G. Edward White, eminent legal historian at the University of Virginia, has written a wonderful book covering American legal history from the post-Civil War period through the 1920s. The whole book is great, but to me the standout chapter is the very first one, in which White reviews the Supreme Court’s understanding of the 14th Amendment and civil rights in the Reconstruction period.
So much has been said on that subject that one might think there isn’t much more to say. But White provides an extremely lucid and persuasive account of the Court’s 14th Amendment jurisprudence from that period. Unlike many law professors, he is not trying to prove any particular normative point about how this jurisprudence should inform our understanding of current controversies, but simply to explain the court’s decisions through the eyes of those who made them.
In essence, White argues that while the radical Republicans wanted the court to nationalize the protection of “civil rights,” the court’s majority believed that the 14th Amendment did not fundamentally alter the relationship between the states and the federal government. The exceptions were a limited category of national rights identified by the majority in the Slaughterhouse Cases, and with regard to involuntary servitude, plus voting rights specifically protected by the 14th and 15th Amendments. Congress could use its 14th Amendment Section 5 power to protect civil rights, but only when (a) state action was involved; or (b) Congress was responding to specific failures by the states to enforce civil rights. White believes that conflict between Congress and the court on civil rights was less a product of the court purposefully abandoning the cause of civil rights, especially for the freedmen, and more a product of the court being unwilling to radically change its conception of the scope of civil rights and federal power. A logical corollary is that if national politics had remained favorable to the cause of civil rights, Slaughterhouse and the Civil Rights Cases would not have been a barrier to legislation responding to established violations of civil rights by state and local governments. White’s explication of the court’s position is much more detailed and elegant than my brief summary can convey, and is worth reading in full.

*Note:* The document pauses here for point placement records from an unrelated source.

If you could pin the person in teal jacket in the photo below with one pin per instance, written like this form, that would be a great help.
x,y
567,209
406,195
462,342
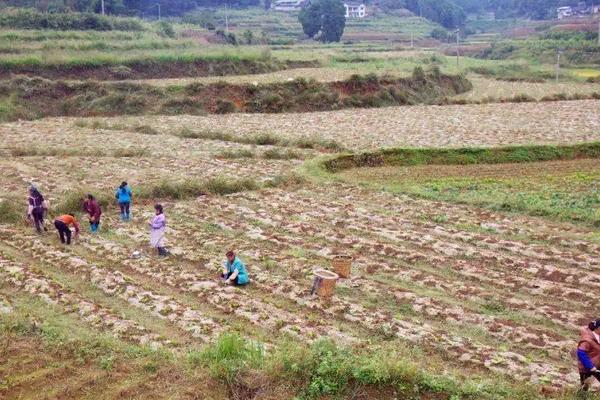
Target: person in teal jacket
x,y
123,196
234,270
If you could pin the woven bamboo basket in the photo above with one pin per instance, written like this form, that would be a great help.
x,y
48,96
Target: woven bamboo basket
x,y
342,265
327,280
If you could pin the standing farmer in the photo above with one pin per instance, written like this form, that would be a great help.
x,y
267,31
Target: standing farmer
x,y
92,207
123,196
157,230
234,270
62,226
588,353
36,209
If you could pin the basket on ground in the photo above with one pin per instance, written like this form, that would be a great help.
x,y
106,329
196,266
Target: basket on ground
x,y
325,282
342,265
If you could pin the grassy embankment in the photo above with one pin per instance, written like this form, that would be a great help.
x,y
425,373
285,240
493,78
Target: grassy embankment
x,y
29,98
236,366
561,182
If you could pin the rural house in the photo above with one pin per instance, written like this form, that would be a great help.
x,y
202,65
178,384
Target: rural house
x,y
355,10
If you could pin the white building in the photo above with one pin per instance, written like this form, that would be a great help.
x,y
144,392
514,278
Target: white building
x,y
564,12
355,10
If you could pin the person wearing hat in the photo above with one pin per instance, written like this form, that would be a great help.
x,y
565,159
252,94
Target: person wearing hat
x,y
62,223
123,195
234,270
94,211
588,353
38,207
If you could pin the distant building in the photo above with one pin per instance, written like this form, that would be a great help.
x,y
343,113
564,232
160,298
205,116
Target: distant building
x,y
355,10
564,12
581,9
288,5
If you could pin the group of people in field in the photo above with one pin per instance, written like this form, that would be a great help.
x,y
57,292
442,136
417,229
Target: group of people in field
x,y
234,270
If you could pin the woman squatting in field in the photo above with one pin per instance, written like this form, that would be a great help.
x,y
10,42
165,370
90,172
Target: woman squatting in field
x,y
234,270
158,225
588,353
62,226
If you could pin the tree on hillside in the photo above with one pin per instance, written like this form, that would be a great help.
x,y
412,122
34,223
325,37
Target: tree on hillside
x,y
310,18
326,17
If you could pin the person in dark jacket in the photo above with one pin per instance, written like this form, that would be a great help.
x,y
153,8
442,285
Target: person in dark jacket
x,y
123,196
92,207
588,353
62,223
37,209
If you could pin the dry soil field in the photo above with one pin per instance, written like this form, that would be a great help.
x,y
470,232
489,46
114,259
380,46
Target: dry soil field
x,y
481,292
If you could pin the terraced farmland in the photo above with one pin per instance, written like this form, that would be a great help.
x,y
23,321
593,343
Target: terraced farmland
x,y
494,294
468,281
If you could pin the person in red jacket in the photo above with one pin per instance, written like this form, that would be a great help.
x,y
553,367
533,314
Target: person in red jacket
x,y
92,207
62,226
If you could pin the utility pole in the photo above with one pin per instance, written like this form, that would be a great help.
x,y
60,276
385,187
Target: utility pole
x,y
457,47
558,53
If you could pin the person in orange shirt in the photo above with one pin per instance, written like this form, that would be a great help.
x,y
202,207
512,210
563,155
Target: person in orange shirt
x,y
62,226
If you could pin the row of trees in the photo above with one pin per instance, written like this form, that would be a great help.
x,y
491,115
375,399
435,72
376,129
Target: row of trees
x,y
323,20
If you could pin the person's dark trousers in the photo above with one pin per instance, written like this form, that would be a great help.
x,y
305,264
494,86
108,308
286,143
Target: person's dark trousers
x,y
94,226
584,375
63,230
38,219
227,275
124,211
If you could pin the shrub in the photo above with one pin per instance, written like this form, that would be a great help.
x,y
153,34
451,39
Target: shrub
x,y
418,74
145,129
225,185
265,139
229,356
276,154
166,29
224,107
241,153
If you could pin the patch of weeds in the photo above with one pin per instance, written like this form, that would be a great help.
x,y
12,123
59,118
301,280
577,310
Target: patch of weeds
x,y
276,154
223,185
233,154
130,152
494,306
145,129
265,139
440,218
229,356
106,362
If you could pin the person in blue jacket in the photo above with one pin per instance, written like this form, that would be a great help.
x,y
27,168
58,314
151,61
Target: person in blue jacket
x,y
234,270
123,196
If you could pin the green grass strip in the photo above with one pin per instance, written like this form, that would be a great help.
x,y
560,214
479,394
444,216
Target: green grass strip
x,y
463,156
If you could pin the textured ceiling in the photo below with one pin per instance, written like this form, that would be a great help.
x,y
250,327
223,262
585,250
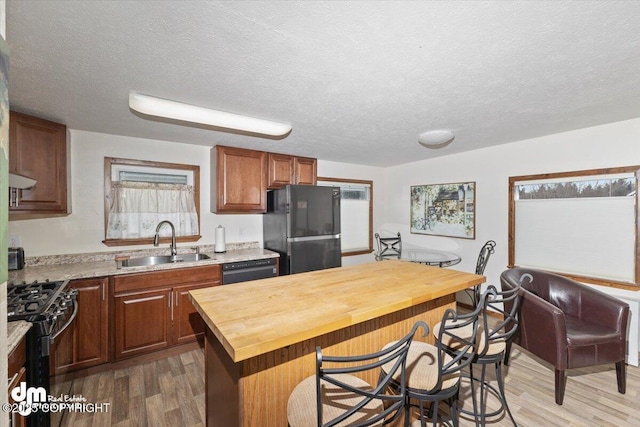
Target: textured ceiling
x,y
358,81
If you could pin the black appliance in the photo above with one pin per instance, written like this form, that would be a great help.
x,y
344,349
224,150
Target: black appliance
x,y
302,224
50,306
243,271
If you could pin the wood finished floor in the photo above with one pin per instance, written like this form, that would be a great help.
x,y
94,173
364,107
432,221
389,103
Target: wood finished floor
x,y
170,392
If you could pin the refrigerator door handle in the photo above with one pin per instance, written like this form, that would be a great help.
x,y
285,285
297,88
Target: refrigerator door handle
x,y
311,238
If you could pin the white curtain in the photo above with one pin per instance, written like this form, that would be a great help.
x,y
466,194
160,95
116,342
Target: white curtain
x,y
138,207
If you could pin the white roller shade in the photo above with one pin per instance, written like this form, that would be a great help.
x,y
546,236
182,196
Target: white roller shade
x,y
585,236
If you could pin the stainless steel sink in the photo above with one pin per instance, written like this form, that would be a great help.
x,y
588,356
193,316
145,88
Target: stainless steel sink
x,y
164,259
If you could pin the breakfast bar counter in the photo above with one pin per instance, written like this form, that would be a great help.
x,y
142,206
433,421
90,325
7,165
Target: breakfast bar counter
x,y
261,335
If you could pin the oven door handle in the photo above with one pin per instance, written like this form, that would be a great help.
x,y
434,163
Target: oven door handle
x,y
66,325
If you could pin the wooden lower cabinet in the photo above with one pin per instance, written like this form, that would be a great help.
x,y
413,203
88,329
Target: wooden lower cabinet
x,y
142,322
17,374
187,322
152,311
85,343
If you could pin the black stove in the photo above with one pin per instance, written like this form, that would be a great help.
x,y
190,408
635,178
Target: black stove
x,y
30,301
50,306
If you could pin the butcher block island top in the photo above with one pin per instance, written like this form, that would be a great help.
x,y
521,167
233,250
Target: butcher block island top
x,y
253,318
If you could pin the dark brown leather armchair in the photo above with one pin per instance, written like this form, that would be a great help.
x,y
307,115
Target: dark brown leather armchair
x,y
568,324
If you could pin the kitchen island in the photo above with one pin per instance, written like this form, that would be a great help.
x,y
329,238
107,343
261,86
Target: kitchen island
x,y
261,335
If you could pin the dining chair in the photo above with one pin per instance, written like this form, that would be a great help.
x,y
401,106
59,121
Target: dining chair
x,y
388,247
483,258
433,372
336,396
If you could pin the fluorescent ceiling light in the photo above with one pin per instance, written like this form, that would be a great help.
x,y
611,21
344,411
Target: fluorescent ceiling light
x,y
191,113
436,138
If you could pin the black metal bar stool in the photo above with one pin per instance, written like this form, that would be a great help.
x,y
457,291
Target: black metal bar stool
x,y
493,344
335,396
433,373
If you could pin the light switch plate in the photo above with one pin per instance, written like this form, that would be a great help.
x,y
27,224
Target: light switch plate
x,y
14,241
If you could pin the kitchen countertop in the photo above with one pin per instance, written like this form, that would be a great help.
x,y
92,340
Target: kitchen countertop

The chapters on the Supreme Court and “guardian review” during the so-called Lochner era are also especially rewarding (perhaps especially for me, because this is my area of scholarly expertise). White provocatively argued that the court’s Commerce Clause, antitrust and liberty of contract opinions had a significant commonality: trying to police the line between reasonable and therefore lawful regulation, and arbitrary and unlawful exercises of government power.
As with any such volume, one can quibble with what is included and what is excluded. Some readers may find the volume too heavy on national and especially national constitutional history, not heavy enough on state and local developments. That said, my own interests lie more with the former, so I was pleased with the selection.
The book is well-written, but it’s not easy beach reading. Many readers will undoubtedly find themselves choosing to read the chapters of most interest to them, rather than absorbing the entire 680-page book.
But if you have an interest in the subject matter, this book should be in your library.